Janaína caminha pelas proximidades da casa, visivelmente triste. Ela anda cabisbaixa carregando sua bolsa de couro preta, salto alto e um vestido tomara que caia vermelho sob o sol quente. CORTA PARA.
| CENA 16 | BAIRRO SANTA FELÍCIA / CASA DE CARLOS / SALA / INT. / DIA.
Ao abrir a porta da casa, Janaína percebe a presença de alguém. À espera dela está um homem parrudo de cabelo meio grisalho, sobrancelha chamativa e de olhos claros. Ele está sentado à mesa com um copo de cerveja na mão, em cima da mesa quatro garrafas de cerveja.
JANAÍNA: Já falei que na minha casa você não vai entrar a hora que quiser não.
Carlos pousa o copo na mesa, visivelmente bêbado. Levanta-se e vai cambaleando em direção à Janaína. Seu semblante é de alguém furioso.
CARLOS: Como é que é?
Ao chegar perto de Janaína, ele puxa seu cabelo com força e grita.

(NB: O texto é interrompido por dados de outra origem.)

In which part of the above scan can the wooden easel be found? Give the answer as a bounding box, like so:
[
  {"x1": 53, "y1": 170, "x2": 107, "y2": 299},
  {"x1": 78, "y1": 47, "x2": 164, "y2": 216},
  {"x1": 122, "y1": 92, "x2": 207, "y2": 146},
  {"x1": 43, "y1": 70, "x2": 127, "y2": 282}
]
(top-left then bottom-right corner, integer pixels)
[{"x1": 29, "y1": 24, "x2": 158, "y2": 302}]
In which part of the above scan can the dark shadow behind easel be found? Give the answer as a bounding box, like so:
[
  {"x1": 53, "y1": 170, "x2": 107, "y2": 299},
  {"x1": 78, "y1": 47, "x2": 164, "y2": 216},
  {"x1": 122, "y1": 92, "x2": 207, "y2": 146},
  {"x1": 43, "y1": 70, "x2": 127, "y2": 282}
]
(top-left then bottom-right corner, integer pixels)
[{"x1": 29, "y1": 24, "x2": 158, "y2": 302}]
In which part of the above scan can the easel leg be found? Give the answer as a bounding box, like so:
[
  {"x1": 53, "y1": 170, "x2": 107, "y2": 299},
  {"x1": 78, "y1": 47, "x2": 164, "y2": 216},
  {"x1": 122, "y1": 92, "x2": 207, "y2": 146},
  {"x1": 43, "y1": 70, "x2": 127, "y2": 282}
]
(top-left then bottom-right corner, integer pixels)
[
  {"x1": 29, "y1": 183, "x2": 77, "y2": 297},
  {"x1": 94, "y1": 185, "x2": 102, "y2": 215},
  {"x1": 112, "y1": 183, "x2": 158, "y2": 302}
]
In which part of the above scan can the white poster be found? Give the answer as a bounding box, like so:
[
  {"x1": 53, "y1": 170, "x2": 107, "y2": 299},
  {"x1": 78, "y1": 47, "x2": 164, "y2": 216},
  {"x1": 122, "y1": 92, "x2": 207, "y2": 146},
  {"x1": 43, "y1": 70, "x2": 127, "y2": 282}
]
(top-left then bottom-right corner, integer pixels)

CARLOS: Como é que é, sua cachorra? Eu que mando aqui sua vaca! Eu mando. E você obedece.
Janaína quase geme de dor.
JANAÍNA: Você tá me machucando! Solta o meu cabelo!
Carlos cruza a sala improvisada e puxa Janaína pelo cabelo até a cama jogando-a com força.
CARLOS: Dispensei o bacana que tinha marcado contigo agora a tarde. Hoje tu é só minha!
Janaína está apavorada.
JANAÍNA: Não Carlos, a gente combinou que você não iria...
CARLOS: Tá surda agora? Eu disse que aqui eu mando e tu obedece.
Ele abre um sorriso sacana enquanto desabotoa a blusa preta que vestia, joga-a no chão enquanto se aproxima de Janaína.
JANAÍNA: Sai! Não chega perto de mim...
CARLOS: Cala essa boca.
Ele lhe dá um tapa fazendo-a virar o rosto. Ela começa a chorar.
CARLOS: Odeio mulher que fala demais. Menos falatório e mais ação… Hoje tu vai ser minha de qualquer jeito.
Carlos tem desejo no olhar. Close na expressão apavorada de Janaína.